Before becoming a tenured professor, Kuppers began her career performing poetry and engaging in the alternative and community dance scene. Her performances are multimedial, fusing video, poetry and dance and encouraging audience participation. Aside from three academic books, Kuppers has co-authored a poetry book, “Cripple Poetics: A Love Story,” with her lover and fellow disabled performer, Neil Marcus. During a performance, they dance, touch and smile at each other while reading from the book.

These few lines from Kuppers’s and Marcus’s poetry represent much of the professor’s ideals. “Petra and I are rolling round on the floor / 
In front of a curtain. behind a / curtain. under a sheet of red silk / 
how does our touch in this dance inform you? / 
what information is communicated in this way?"
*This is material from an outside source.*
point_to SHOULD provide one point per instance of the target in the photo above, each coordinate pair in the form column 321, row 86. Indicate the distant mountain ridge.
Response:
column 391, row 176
Written from the perspective of her lover recounting one of their shows, it details a shared, intimate moment: the melting and reshaping of two important worlds — bodies and passion.

“The majority of responses are warm and positive,” Kuppers said about her and Marcus’s intimate book of poems.

“Many people speak to us about how empowering it was to them, to see someone speak about love and sexuality in the context of disability, and from a position of being involved in it, rather than analyzing it.”

The book’s title verges on taboo. “Cripple” holds negative connotations; it’s a harsh word to the ears of many disabled people.

“We’ve had a few people that respond very negatively to the title 'Cripple Poetics' because of the word 'cripple' in it. (But) we use the term because of its poetic richness; there’s so much more heft, so much more richness,” Kuppers said. “There’s so much more weight, so much more metaphorical density in the word ‘cripple’ than there is in ‘disability.’

“We are very interested in the meanings of the word, how it sounds in the ear, how it ripples off my tongue,” she added.